Por ser referência nacional, pela história e sucessos alcançados pela área, o trabalho chamou a atenção da Secretaria Municipal de Saúde de Curitiba e dos colegas de profissão lotados no mesmo setor. A capital paranaense, onde o serviço começou apenas em 2009, também já contabiliza prêmios e busca mais referências. O motivo: quer crescer. Cloves Cechinel, médico geriatra e responsável por uma das oito equipes que atuam em Curitiba, destacou a extensão do trabalho executado no DF e suas complexidades, bem parecidas com as da sua cidade.

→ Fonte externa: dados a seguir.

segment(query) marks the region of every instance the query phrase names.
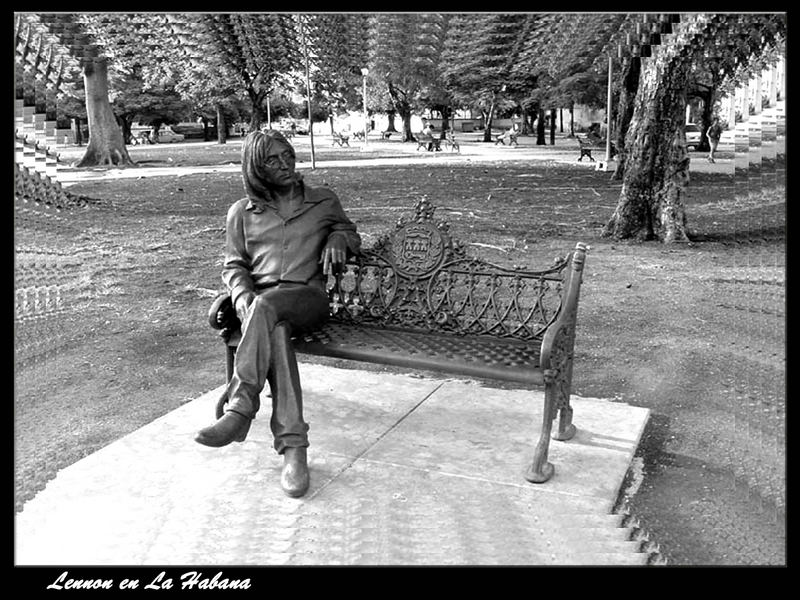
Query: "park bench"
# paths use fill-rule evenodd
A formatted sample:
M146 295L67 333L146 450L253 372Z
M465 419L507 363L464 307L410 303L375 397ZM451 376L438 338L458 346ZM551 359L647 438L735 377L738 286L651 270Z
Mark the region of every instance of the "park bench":
M334 146L336 144L339 144L340 148L343 148L344 146L348 146L349 147L350 146L350 142L348 141L349 139L350 139L349 135L344 135L342 133L337 133L337 132L333 133L333 145Z
M329 276L330 319L297 335L297 352L544 387L543 422L525 478L547 481L553 439L575 434L570 407L573 347L588 247L525 270L467 255L423 199L412 218ZM227 348L230 380L240 324L227 292L209 309ZM227 392L216 405L222 416ZM552 431L559 416L558 427ZM491 423L486 424L491 427Z
M581 135L576 135L575 137L578 139L578 147L581 151L581 155L578 157L579 162L583 160L584 156L592 162L595 162L592 156L592 150L598 150L600 152L606 151L606 143L602 138L589 138ZM617 148L614 142L611 142L611 158L614 158L616 154Z
M439 152L442 149L441 140L432 135L420 133L417 135L417 150L420 148L425 148L425 150L431 152Z
M444 144L445 148L450 150L450 152L461 153L461 146L458 144L456 136L453 134L452 130L450 129L447 130L447 133L445 133L442 143Z
M501 144L503 146L506 145L506 140L508 140L509 146L519 146L519 142L517 142L517 138L519 137L519 131L504 131L494 141L494 145Z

“O que nos traz a Brasília são os processos de trabalhos estabelecidos e avanços alcançados até aqui. O que nos chama a atenção é a organização dos serviços, bem como o dimensionamento de trabalho adequado às equipes. Lá, nós precisamos repensar isso porque queremos implantar mais dez equipes. Sem um gerenciamento adequado, não conseguiremos organizar as nossas demandas e trazer unidade”, destacou.

Em Curitiba, Cechinel iniciou o trabalho e preconiza sempre as reuniões com equipes para discussão dos casos. Segundo o profissional, isso enriquece as equipes e traz uma contribuição que não está em cursos. Investiu em pesquisa de satisfação, inclusive com servidores, instituiu fórum de discussão com os usuários trazendo o conceito de co-gestão para atender de forma global na necessidade e não apenas na realização de um procedimento. No total, são atendidos 400 pacientes pelas equipes.

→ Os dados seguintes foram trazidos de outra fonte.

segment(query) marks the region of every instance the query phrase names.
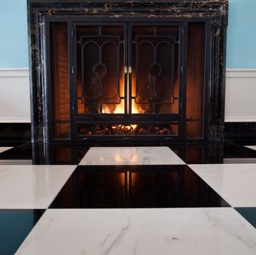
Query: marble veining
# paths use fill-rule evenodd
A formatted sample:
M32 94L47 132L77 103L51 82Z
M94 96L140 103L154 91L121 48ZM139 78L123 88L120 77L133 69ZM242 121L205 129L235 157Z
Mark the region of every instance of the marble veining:
M189 165L233 207L256 207L256 164Z
M44 209L75 165L0 165L0 209Z
M91 147L79 165L185 165L168 147Z
M7 151L8 149L12 149L13 147L0 147L0 153Z
M17 254L247 254L256 230L233 208L49 209Z

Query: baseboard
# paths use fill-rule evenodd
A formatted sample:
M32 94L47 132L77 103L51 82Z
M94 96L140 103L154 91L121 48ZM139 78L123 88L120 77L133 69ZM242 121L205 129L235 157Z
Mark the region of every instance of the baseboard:
M28 77L29 71L28 68L0 68L1 77Z
M31 140L30 123L0 123L0 141Z
M225 122L256 122L256 117L228 117L225 118Z
M225 121L256 122L256 69L227 69Z
M19 118L19 117L12 117L12 118L4 118L0 117L0 123L30 123L30 118Z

Andréia Brasil, gerente de Atenção Domiciliar da Região Centro-Sul, na roda de conversa, destacou o alinhamento das equipes e a importância de um coordenador técnico na equipe. Além de simples iniciativas, como o Cartão de Identificação do Paciente da Atenção Domiciliar. O instrumento facilita o direcionamento das equipes dos hospitais de referência quando o paciente precisa de um atendimento emergencial na unidade.

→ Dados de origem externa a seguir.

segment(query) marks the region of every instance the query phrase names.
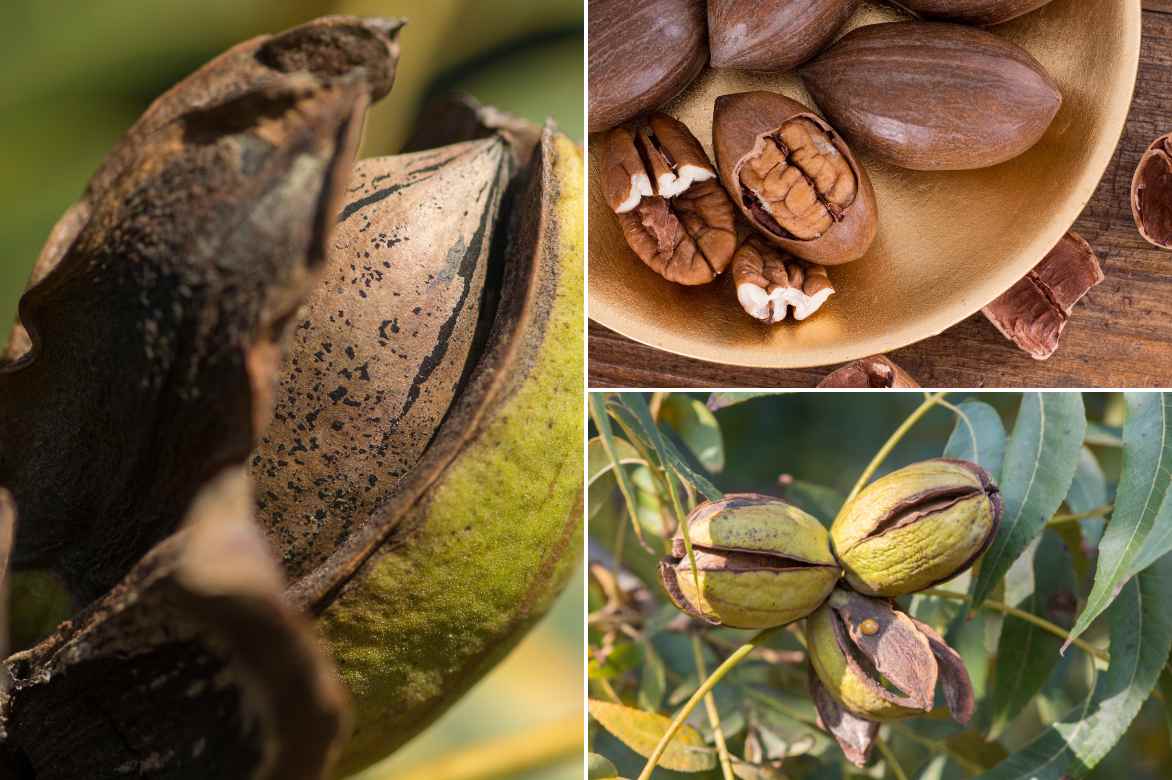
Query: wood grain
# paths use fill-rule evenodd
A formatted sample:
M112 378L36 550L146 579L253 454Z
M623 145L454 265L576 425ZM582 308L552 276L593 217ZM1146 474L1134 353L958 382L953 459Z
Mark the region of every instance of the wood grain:
M1152 247L1131 217L1140 155L1172 130L1172 0L1144 1L1139 82L1123 139L1075 224L1098 253L1106 281L1075 308L1062 345L1034 361L976 314L940 336L890 355L924 386L1172 386L1172 253ZM1044 208L1045 204L1037 204ZM834 367L747 369L670 355L592 322L594 388L813 386Z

“A troca de informações e de experiências com outras realidades é sempre muito bem-vinda e traz um enriquecimento mútuo. Mas, percebemos desafios iguais também que é o de ampliar as equipes. Esse, por exemplo, é um fator que foge à nossa gestão, pois depende da contratação de pessoas e consequentemente um concurso público. Enquanto isso, vamos capacitando outros profissionais dentro da rede para trabalhar de forma integrada e, assim, sensibilizar mais profissionais para trabalhar com a temática”, declarou Brasil.

ACESSO – O familiar e/ou responsável pelo paciente deve entrar em contato com o Núcleo Regional de Atenção Domiciliar (NRAD) da Regional de Saúde onde mora: Asa Norte, Asa Sul, Brazlândia, Ceilândia, Gama, Guará, Núcleo Bandeirante, Paranoá, Planaltina, Recanto das Emas, Samambaia, Santa Maria, São Sebastião, Sobradinho ou Taguatinga. Veja aqui a relação: 

A solicitação de internação domiciliar sempre será realizada por meio de relatório médico detalhado, proveniente tanto dos serviços da rede de saúde como das Unidades Básicas de Saúde, hospitais (Fluxo de desospitalização) e UPAs, quanto dos próprios familiares e/ou responsáveis pelo paciente. Entre os critérios de admissão estão: residência e domicílio comprovado no Distrito Federal; cuidador identificado e quadro clínico compatível com o perfil do serviço.